Es werden unterschiedliche Zahlen angegeben, aber so um 900 Getötet mit Schußwaffen ist der Durchschnittt der Ausagen für 2019.
Bei US-amerikanischer Waffendichte in Deutschland wären das so um die 3.700 Tote auf die Bevölkerungszahl umgerechnet.
Also rettet unser Waffengesetz jährlich 2.800 Menschen das Leben.
Es gibt da sicher noch viele andere Einflußfaktoren, aber wer nicht rechnen kann, soll es lassen.
Ich bin früher mit 4 Tonnen scharfen Waffen unterm Hintern durch die Gegend gedüst (T-55A).
Ich weiß, was einen Granate anrichtet oder ein 14,5mm / 7,62mm Geschoß.
Auch eine popelige Handgranate kann bis 100 m töten in Splitterausführung.
Sogar ein .22er Geschoß (5,6mm) durchschlägt 3cm Holz (Scheibe+Befestigungspfahl) auf 100m problemlos.
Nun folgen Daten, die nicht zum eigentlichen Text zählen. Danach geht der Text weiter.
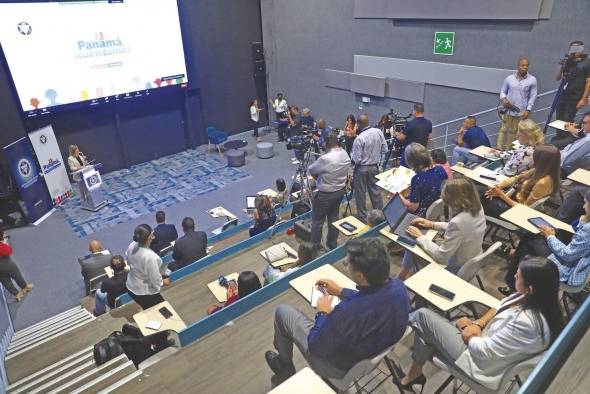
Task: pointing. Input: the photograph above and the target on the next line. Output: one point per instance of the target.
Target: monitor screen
(89, 53)
(394, 210)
Schafft das Teufelszeug endlich ab.
Wie gesagt, ich bin nicht dafür das Waffengesetz deutlich zu lockern, aber die Verschärfungen gehen langsam zu weit.
Was geht zu weit?
Wozu braucht ein Zivilist eine tödliche Handfeuerwaffe?
Weshalb läßt sich Sportschießen nicht auf nichtödliche Kaliber umstellen?